This is a really solid writeup. The streaming pipeline architecture, the detailed latency breakdown per stage are genuinely useful. Building the core turn-taking loop from scratch is such a good exercise, and you did an excellent job explaining why each part matters and where the actual bottlenecks live. Strongly recommend this to anyone who wants to understand what’s really going on under the hood of a voice agent.
The one spot where it feels a bit off is the "2x faster than Vapi" claim. Your system is a clean straight pipe: transcript -> LLM -> TTS -> audio. No tool calls, no function execution, no webhooks, no mid-turn branching.

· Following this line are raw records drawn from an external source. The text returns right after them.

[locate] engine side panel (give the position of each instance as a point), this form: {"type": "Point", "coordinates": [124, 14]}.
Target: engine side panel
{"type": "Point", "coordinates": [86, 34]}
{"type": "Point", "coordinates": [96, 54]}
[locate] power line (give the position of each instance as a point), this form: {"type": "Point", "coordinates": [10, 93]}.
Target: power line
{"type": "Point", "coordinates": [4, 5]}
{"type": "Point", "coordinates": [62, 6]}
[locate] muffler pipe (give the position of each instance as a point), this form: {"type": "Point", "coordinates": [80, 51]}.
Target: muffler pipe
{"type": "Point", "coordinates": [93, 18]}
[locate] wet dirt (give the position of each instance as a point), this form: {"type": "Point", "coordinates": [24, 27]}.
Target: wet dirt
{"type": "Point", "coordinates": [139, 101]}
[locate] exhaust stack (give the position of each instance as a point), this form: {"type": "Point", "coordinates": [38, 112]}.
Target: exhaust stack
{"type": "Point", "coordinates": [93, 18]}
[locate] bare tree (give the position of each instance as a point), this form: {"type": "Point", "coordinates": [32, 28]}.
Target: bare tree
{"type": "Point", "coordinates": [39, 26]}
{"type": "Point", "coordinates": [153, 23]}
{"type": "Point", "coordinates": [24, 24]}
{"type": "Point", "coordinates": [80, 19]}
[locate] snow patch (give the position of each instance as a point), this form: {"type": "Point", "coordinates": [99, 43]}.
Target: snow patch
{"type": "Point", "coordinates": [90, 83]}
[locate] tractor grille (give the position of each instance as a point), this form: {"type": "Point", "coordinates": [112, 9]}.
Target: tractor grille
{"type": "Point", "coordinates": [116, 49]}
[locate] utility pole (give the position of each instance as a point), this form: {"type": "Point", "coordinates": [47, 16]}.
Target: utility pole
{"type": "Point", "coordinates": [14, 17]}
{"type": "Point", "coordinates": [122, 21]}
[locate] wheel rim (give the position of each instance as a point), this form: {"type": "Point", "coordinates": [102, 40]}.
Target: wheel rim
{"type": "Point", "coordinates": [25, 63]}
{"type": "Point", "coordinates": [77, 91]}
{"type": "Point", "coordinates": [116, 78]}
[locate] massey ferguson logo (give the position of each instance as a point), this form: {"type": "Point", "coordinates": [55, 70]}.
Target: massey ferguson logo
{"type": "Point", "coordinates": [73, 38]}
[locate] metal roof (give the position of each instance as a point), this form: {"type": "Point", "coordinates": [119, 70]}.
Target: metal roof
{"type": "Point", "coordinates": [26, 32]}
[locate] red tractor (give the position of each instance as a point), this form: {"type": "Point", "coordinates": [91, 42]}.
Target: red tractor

Production platforms like Vapi are doing way more work on every single turn. The LLM might decide to call a tool—search a knowledge base, hit an API, check a calendar—which means pausing token streaming, executing the tool, injecting the result back into context, re-prompting the LLM, and only then resuming the stream to TTS. That loop can happen multiple times in a single turn. Then layer on call recording, webhook delivery, transcript logging, multi-tenant routing, and all the reliability machinery you need for thousands of concurrent calls… and you’re comparing two pretty different workloads.
The core value of the post is that deep dive into the orchestration loop you built yourself. If it had just been "here’s what I learned rolling my own from scratch," it would’ve been an unqualified win. The 2x comparison just needs a quick footnote acknowledging that the two systems aren’t actually doing the same amount of work per turn.